I love strategy games. They allow for a pacing and approach allowing you a chance to theorize and consider. Not as frantic and panic stricken as Fighting games or Racers.
Inside that genre you could ask me about almost any title and if I haven’t played it I’ve played something similar. Whether or not I heard about it is another matter.
Mid last week I picked up a free smartphone game ‘Tiny Tower‘ also available on iPhone (more on that in a moment). Tiny Towers sets you in a managerial position of operating a highrise starting with the first floor. The lobby is in itself nothing special as I started on Android. As a casual game it’s pretty solid, much akin to Game Dev Story what ate my weekend some months back. You make income from tenants living in your residential levels to work in your various merchant levels. Each floor you add gives you space to fill with merchants as you wish, each tenant working in a store unlocks the ability to ‘stock’ an additional commodity. Stocked commodities sell, earning you cash you use to buy more levels. Each floor can have one of six options, each option having many many variations.

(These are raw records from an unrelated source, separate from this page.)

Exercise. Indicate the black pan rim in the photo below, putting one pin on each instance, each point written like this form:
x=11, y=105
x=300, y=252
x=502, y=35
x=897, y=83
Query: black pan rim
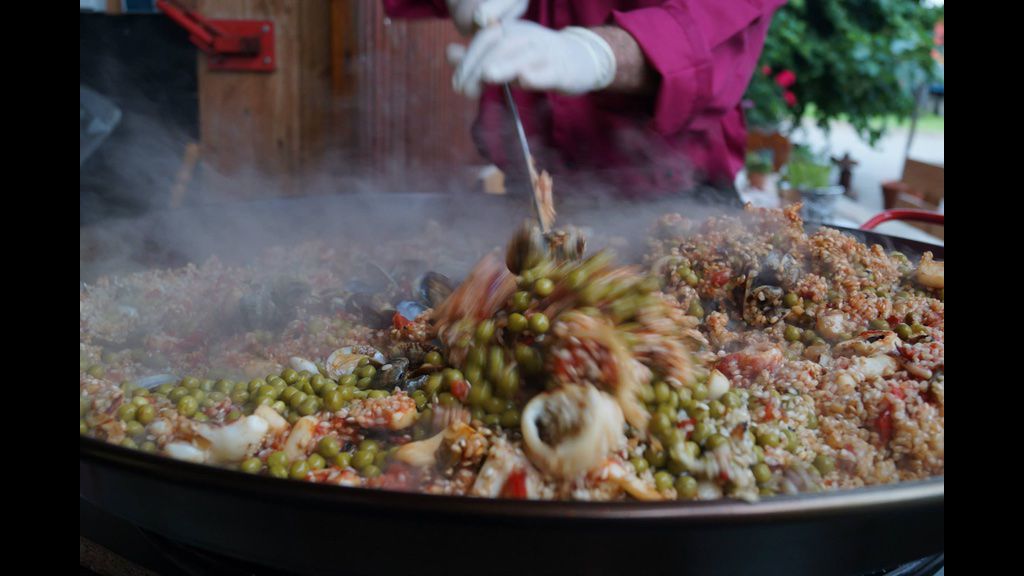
x=928, y=492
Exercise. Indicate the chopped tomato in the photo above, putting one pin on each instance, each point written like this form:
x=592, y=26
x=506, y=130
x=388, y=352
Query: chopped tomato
x=884, y=423
x=399, y=322
x=515, y=485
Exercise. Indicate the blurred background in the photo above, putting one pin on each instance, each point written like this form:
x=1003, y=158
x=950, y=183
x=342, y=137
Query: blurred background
x=849, y=93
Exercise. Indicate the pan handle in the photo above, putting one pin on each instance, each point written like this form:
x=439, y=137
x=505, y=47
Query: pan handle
x=904, y=214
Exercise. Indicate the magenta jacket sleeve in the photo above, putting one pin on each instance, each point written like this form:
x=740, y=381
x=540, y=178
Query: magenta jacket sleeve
x=704, y=50
x=415, y=8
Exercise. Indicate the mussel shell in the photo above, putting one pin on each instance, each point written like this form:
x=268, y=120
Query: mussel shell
x=525, y=249
x=410, y=310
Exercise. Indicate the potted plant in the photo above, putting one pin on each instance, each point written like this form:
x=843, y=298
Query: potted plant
x=809, y=175
x=758, y=168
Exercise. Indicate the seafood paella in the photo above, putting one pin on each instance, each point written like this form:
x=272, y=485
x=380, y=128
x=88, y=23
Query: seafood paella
x=742, y=358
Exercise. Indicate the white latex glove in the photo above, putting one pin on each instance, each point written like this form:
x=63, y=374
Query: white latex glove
x=573, y=60
x=472, y=14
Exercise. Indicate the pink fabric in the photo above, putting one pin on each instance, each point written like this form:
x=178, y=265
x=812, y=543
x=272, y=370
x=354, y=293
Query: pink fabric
x=705, y=52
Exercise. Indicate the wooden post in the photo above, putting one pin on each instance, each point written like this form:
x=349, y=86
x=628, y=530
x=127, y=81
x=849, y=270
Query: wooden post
x=263, y=132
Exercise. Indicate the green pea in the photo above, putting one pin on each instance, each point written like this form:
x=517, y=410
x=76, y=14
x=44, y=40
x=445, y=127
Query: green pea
x=517, y=322
x=664, y=481
x=299, y=470
x=700, y=433
x=433, y=384
x=329, y=447
x=544, y=287
x=508, y=384
x=177, y=394
x=824, y=463
x=278, y=458
x=364, y=458
x=134, y=428
x=479, y=394
x=903, y=331
x=715, y=441
x=528, y=359
x=521, y=300
x=472, y=374
x=510, y=418
x=769, y=438
x=792, y=443
x=662, y=392
x=695, y=309
x=539, y=323
x=686, y=488
x=334, y=401
x=640, y=464
x=494, y=405
x=251, y=465
x=315, y=462
x=240, y=397
x=297, y=399
x=327, y=388
x=654, y=457
x=308, y=406
x=433, y=358
x=762, y=474
x=660, y=424
x=187, y=406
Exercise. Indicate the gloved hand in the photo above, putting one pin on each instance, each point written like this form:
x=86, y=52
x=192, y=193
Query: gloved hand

Your tenants each have their own array of stats indicating where they’d best be situated and a dream job. Placing a resident in their dream job does two things. One, you get paid 2 Bux you can use to speed up stocking or trade for cash. Two, one of the three commodities gets doubled for it’s output vastly increasing the profit margin from restocking fees.
Many of the concepts will be familiar to anyone who’s played a mobile/facebook game in the last three years. The concepts of Do x, Get y are very similar. It’s the Magic Money approach that caught me off guard and keeps me playing. The Bux you earn from various tasks ‘can’ be bought with real money as with many games. But they can also regularly and easily be earned by just playing the game.
Visitors will show up periodically including VIP’s that reward you in cash or Bux for helping them get where they’re going. All in all, I can play this like a Facebook game and plug in for five minutes every hour or so. Or I can keep playing, sending visitors along their way and making progress as I go. That being said, I’ve logged more hours in Tiny Towers than I thought I might. I had fun and for ‘Free’ I can’t suggest anything other than Try It Out.
XCOM has a rich and well respected history as turn-based strategy with strong combat themes. The core idea is that aliens are attacking Earth and you’re the only line of defense. I haven’t actually played the latest incarnation but everything I’ve read and seen suggests it’s a quality addition to the XCom lineage. A word of caution, XCOM is and has always been a strong mix of Long-Term strategic resource management and Tactical effort. From my understanding this isn’t a ‘fast’ game.